# Building Applications & Examples

## Overview

AXL is a peer-to-peer networking layer that lets you build distributed applications over a mesh of connected nodes.&#x20;

{% hint style="info" %}
For more on the internals of AXL, check out [How it Works.](/tech/agent-exchange-layer/how-it-works.md)
{% endhint %}

It provides low-level messaging primitives along with higher-level protocol support for MCP and A2A, so you can go from simple fire-and-forget communication to fully discoverable agent services with minimal setup.

### Building your Own Application

Building an application using AXL means picking a starting point. In this case, that starting point can be a *building pattern* which makes use of AXL's low-level functionalities in a particular way.&#x20;

These patterns include **\[1]** fire-and-forget (using `send`/`recv`), **\[2]** MCP services (`request`/`response`), and **\[3]** A2A (agent-to-agent).&#x20;

### Pattern 1: Send/Recv (Fire-and-Forget)

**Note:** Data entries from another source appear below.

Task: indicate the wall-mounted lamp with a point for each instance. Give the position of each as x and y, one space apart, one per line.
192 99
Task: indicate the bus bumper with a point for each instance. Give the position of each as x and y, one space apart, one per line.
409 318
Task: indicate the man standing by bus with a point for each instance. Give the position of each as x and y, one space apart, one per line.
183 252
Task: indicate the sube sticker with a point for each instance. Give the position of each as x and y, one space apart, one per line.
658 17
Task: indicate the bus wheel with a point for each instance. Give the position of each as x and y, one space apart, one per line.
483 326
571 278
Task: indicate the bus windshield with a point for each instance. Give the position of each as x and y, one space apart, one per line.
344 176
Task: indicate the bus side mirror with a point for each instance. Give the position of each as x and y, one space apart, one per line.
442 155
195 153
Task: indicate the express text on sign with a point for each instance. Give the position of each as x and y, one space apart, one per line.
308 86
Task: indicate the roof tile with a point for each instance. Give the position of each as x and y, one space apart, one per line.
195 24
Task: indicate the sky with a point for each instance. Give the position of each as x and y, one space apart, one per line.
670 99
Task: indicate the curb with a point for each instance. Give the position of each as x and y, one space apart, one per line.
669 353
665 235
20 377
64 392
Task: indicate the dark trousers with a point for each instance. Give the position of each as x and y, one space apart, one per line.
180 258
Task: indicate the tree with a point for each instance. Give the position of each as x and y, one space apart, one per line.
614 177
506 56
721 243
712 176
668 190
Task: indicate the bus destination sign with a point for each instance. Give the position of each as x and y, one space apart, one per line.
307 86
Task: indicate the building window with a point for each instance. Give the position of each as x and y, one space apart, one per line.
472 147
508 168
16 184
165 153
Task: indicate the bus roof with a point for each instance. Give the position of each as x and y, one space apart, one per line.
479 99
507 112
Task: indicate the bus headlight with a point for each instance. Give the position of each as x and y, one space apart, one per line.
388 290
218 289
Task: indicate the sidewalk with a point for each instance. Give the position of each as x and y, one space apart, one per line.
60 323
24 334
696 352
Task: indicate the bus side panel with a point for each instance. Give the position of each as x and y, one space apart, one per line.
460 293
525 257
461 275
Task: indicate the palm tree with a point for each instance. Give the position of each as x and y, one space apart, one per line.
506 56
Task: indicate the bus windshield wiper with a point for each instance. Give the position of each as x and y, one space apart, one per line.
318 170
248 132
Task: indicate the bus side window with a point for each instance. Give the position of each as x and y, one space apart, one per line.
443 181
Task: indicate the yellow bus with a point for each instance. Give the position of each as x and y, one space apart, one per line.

This is the simplest pattern. Your application sends raw bytes and polls for incoming messages.

```python
import requests, json, time

AXL = "http://127.0.0.1:9002"
PEER = "1ee862344fb283395143ac9775150d2e5936efd6e78ed0db83e3f290d3d539ef"

def send(message):
    requests.post(f"{AXL}/send",
        headers={"X-Destination-Peer-Id": PEER},
        data=json.dumps(message))

def recv_loop():
    while True:
        resp = requests.get(f"{AXL}/recv")
        if resp.status_code == 200:
            sender = resp.headers.get("X-From-Peer-Id")
            print(f"From {sender[:8]}...: {resp.text}")
        time.sleep(0.2)
```

* **When to use:** Simple messaging, notifications, data streaming, custom protocols where you control both sides.
* **Limitation:** No built-in acknowledgment. If you need request-response, use MCP/A2A or build correlation over `send`/`recv`.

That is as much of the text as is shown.